In re Estate of Nash involved a fight between the living heirs of Marvin Nash, and Marvin Nash’s ex-stepdaughter.
Marvin Nash executed a will while he was married to Vicki Nash and designated Vicki as his primary benficiary. However, he included a suvivor clause which stated that Vicki Nash had to survive Marvin by 30 days to inherit. In the event that his wife did not survive him by 30 days, the estate was left to Vicki’s daughter Shelley Tedder, Marvin’s step-daughter, as contingent beneficiary.
Marvin and Vicki Nash divorced on July 8, 2002. Nash later died, without revising his Will, on April 29, 2004. Both Vicki Nash and Shelley Tedder survived Marvin Nash.
After Marvin’s death, his heirs filed an application to administer his estate as though he had no valid will.
Conversly, Shelley Tedder filed an application to probate Marvin’s will.
Ms.
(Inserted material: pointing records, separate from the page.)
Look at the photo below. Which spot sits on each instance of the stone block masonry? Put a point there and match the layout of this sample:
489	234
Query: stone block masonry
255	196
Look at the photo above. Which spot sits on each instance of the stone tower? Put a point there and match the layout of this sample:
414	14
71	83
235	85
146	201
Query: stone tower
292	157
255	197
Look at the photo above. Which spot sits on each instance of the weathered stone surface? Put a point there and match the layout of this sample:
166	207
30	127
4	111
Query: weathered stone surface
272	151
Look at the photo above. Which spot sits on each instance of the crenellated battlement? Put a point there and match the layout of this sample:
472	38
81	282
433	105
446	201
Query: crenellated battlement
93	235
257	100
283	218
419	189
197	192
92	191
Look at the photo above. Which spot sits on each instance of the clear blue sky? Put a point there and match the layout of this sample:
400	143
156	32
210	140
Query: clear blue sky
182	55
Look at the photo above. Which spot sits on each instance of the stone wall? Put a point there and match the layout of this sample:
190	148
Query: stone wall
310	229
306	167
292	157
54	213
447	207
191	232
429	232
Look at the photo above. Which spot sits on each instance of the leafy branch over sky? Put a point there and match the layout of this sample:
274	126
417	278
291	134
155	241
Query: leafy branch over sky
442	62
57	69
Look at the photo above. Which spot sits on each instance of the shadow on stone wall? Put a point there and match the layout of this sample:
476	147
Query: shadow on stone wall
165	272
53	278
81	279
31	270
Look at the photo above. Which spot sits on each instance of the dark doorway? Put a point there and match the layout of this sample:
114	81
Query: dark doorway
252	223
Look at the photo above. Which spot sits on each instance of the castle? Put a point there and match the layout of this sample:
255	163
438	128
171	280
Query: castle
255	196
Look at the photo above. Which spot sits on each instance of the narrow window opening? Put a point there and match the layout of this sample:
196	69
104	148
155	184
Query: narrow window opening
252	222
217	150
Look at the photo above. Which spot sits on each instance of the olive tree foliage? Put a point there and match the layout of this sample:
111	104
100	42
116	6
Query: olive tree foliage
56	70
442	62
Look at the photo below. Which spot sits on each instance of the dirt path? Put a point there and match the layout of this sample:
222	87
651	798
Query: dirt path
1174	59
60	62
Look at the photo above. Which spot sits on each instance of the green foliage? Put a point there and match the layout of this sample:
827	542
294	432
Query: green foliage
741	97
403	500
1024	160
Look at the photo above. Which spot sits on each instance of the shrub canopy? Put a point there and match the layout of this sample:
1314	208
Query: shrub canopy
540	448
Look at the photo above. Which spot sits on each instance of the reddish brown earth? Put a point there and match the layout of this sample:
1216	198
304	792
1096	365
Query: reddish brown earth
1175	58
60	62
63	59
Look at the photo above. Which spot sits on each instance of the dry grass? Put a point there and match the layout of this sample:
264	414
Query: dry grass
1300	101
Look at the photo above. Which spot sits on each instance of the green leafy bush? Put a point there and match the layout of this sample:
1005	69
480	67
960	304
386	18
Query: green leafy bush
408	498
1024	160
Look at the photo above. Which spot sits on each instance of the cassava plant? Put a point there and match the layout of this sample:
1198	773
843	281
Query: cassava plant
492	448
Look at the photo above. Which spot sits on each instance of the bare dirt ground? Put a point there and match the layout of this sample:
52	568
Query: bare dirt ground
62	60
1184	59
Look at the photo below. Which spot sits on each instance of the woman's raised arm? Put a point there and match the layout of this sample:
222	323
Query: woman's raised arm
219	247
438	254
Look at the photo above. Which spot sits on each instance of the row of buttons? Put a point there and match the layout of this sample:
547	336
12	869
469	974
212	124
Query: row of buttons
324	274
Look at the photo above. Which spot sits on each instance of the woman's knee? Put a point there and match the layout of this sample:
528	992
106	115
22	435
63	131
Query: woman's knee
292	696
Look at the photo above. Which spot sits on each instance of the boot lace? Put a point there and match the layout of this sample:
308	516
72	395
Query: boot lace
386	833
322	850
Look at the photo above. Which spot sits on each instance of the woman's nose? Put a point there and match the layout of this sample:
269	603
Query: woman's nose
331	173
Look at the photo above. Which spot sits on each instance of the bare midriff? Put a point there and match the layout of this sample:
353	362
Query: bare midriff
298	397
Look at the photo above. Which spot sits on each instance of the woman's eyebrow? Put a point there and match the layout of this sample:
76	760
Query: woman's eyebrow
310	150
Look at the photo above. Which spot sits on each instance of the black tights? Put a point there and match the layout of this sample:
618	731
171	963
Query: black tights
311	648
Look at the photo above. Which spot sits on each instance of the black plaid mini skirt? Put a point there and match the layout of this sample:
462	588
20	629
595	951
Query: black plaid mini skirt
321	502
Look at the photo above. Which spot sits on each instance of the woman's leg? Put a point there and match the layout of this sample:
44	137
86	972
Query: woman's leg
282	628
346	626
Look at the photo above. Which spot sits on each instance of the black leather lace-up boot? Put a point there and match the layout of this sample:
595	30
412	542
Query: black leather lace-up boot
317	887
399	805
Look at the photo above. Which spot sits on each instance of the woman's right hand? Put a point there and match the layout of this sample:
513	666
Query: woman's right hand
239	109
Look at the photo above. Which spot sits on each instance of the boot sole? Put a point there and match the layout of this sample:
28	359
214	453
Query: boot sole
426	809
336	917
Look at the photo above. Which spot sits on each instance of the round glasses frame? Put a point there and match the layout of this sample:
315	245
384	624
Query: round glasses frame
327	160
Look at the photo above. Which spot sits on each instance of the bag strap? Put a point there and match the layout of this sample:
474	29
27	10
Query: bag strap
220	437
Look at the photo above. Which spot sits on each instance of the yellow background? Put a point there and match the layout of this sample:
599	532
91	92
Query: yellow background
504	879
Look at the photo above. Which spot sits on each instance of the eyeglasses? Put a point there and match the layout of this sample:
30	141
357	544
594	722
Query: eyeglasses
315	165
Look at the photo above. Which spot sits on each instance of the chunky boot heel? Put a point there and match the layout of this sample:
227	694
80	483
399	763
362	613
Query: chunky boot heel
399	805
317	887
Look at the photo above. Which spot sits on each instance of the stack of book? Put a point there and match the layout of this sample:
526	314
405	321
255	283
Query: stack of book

Tedder relied on a provision of the Probate Code that states that “if after making a will, the testator is divorced… all provisions in the will in favor of the testator’s former spouse… must be read as if the former spouse failed to survive the testator…” Ms. Tedder argued that if you read the will as though Vicki predeceased Marvin, as the statute seems to suggest, she stood to take as the contingent benficiary.
Unfortunately for Ms. Tedder, the Supreme Court disagrees. The Court stated that Probate Code section 69 requires that only those provisions in a will that favor a former spouse be read as if she predeceased the testator. Since the contingent bequest to Ms. Tedder was not such a provision, section 69 does not govern the bequest.
Accordingly, Tedder did not take under the will, and Nash’s estate passed according to the laws of descent and distribution.